Mechanical strain increases type I collagen expression in pulmonary fibroblasts in vitro.

Tissue remodeling is an adaptive response to mechanical tension in the lung. However, the role of pulmonary fibroblasts in this response has not been well characterized. This study investigates the influence of extracellular matrix on the response of fibroblasts to mechanical strain. Cells were cultured on flexible-bottom surfaces coated with fibronectin, laminin, or elastin and exposed to strain. Under these conditions, fibroblasts align perpendicular to the force vector. This stimulus results in an increase in alpha(1)(I) procollagen mRNA in cells cultured on laminin or elastin but not fibronectin. Increased alpha(1)(I) procollagen mRNA was detected 6 h after exposure to strain and reached control levels by 72 h. [(3)H]proline incorporation into newly synthesized procollagen reflects changes in mRNA levels.
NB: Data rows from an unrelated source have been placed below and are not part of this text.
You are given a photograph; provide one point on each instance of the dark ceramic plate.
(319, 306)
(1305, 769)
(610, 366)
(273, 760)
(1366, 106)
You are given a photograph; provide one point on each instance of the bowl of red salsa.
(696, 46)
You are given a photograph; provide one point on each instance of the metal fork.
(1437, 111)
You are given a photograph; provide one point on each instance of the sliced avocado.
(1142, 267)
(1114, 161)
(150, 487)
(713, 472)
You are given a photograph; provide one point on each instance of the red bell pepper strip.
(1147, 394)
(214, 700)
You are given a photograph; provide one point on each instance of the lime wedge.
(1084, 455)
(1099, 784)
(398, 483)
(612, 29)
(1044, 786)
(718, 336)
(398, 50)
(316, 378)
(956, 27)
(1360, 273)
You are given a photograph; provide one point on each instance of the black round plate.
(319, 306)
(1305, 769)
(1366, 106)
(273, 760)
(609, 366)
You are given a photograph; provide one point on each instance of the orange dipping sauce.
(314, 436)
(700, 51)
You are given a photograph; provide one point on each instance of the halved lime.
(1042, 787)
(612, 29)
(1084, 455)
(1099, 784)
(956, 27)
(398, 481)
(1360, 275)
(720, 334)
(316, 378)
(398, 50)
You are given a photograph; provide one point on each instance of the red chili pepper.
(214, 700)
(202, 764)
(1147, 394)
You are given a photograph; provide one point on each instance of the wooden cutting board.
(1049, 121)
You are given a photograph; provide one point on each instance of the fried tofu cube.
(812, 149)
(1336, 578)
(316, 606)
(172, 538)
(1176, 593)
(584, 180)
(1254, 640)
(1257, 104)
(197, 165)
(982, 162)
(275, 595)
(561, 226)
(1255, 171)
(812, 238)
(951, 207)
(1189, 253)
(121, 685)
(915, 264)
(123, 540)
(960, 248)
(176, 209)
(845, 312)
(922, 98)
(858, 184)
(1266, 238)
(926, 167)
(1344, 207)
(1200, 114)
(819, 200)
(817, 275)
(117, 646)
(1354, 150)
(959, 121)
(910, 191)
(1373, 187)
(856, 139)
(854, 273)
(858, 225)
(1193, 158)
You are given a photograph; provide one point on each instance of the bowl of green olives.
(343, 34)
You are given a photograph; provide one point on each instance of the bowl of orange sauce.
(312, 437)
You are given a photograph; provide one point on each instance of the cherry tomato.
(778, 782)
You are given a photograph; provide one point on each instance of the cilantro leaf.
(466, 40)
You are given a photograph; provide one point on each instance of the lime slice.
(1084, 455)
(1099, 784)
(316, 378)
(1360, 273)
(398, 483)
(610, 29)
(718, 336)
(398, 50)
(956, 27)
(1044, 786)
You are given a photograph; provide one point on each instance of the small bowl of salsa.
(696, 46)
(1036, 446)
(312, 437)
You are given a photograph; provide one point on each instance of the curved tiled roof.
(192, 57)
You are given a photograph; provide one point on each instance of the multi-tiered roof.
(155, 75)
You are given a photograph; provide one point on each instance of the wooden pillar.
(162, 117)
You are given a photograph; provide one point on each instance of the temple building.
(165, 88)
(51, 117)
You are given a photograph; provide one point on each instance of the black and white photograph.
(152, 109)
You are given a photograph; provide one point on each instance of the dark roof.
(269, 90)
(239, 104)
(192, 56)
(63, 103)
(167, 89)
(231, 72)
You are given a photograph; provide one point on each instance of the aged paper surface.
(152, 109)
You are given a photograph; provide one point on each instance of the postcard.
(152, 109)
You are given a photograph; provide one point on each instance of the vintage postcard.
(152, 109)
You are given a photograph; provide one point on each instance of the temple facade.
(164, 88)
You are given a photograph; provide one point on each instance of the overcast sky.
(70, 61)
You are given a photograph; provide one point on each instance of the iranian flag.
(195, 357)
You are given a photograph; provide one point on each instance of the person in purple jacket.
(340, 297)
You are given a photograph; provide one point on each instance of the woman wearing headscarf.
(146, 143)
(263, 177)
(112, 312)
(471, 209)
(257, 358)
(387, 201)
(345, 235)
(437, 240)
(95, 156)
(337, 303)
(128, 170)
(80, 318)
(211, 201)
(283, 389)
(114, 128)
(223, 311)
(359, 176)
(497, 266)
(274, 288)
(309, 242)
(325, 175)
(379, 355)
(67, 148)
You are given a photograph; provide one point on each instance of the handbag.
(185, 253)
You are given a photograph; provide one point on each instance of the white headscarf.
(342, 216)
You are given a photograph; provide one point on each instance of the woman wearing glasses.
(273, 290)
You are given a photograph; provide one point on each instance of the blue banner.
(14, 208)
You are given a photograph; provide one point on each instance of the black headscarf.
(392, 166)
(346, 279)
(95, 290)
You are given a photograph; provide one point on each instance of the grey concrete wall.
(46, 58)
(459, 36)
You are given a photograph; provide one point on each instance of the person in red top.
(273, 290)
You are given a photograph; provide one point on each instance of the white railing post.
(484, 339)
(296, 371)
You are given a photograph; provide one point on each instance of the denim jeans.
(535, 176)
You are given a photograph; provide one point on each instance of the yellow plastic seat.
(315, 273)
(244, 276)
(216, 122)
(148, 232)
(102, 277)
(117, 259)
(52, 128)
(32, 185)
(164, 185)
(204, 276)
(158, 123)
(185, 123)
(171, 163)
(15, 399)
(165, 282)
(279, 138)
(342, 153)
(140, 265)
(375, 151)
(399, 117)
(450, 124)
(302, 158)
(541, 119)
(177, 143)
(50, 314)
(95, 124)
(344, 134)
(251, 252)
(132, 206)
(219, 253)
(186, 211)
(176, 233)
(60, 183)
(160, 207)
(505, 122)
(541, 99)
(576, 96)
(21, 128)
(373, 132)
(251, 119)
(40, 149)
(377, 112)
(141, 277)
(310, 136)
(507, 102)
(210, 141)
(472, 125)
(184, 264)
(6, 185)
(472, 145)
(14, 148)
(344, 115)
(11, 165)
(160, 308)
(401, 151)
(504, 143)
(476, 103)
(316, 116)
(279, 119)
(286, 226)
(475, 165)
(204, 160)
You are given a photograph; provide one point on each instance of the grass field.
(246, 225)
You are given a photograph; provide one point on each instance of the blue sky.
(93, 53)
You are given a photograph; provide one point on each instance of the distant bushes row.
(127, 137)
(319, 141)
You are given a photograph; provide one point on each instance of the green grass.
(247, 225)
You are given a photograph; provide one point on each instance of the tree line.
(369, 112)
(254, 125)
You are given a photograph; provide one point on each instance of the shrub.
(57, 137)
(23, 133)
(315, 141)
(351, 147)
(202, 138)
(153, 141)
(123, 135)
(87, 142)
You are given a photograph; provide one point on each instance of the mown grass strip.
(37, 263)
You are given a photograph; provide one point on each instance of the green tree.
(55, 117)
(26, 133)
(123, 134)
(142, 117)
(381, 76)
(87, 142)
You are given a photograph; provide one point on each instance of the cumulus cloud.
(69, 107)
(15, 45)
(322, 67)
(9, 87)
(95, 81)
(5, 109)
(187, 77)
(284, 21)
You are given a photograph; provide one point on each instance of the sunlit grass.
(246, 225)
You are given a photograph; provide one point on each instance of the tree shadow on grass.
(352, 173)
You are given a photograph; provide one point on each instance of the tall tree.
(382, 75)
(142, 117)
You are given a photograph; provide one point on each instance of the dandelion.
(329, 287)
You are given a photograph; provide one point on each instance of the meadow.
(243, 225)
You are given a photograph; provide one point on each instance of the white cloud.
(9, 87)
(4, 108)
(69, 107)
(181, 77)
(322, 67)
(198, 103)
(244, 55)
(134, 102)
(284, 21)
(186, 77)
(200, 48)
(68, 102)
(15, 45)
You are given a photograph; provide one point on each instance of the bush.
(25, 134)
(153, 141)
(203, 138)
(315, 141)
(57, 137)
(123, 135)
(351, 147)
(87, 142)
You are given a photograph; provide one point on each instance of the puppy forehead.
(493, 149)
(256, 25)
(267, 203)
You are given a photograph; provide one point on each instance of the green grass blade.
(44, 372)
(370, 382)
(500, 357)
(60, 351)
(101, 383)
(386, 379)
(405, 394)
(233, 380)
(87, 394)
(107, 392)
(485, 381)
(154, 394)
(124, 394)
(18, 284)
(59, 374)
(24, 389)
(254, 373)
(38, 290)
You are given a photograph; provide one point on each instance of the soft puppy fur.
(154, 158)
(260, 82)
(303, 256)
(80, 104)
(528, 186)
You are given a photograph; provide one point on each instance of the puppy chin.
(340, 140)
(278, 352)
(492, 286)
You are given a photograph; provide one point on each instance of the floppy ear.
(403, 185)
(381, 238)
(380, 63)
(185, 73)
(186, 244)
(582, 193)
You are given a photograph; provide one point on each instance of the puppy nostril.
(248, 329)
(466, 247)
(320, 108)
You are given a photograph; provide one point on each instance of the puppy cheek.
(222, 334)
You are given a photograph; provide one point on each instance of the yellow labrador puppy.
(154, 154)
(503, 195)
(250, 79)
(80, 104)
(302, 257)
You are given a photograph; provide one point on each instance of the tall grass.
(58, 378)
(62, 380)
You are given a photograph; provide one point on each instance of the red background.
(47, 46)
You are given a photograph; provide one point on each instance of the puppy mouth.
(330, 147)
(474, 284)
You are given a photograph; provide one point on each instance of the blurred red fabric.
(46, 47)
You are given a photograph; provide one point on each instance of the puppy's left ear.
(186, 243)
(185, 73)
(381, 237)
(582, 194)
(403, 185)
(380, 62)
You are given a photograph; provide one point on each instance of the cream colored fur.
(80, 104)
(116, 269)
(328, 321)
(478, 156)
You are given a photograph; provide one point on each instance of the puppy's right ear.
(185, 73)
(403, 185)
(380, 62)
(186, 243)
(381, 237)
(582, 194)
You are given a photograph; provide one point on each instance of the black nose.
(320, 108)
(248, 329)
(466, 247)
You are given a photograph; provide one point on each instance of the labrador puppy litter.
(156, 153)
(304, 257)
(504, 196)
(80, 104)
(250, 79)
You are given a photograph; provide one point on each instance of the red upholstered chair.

Strained fibroblasts cultured on laminin or elastin incorporated 190 and 114%, respectively, more [(3)H]proline into procollagen than did unstrained cells. No difference was detected in strained fibroblasts cultured on fibronectin. These results suggest that fibroblasts respond to mechanical strain in vitro, and this response is signaled by cell-extracellular matrix interactions.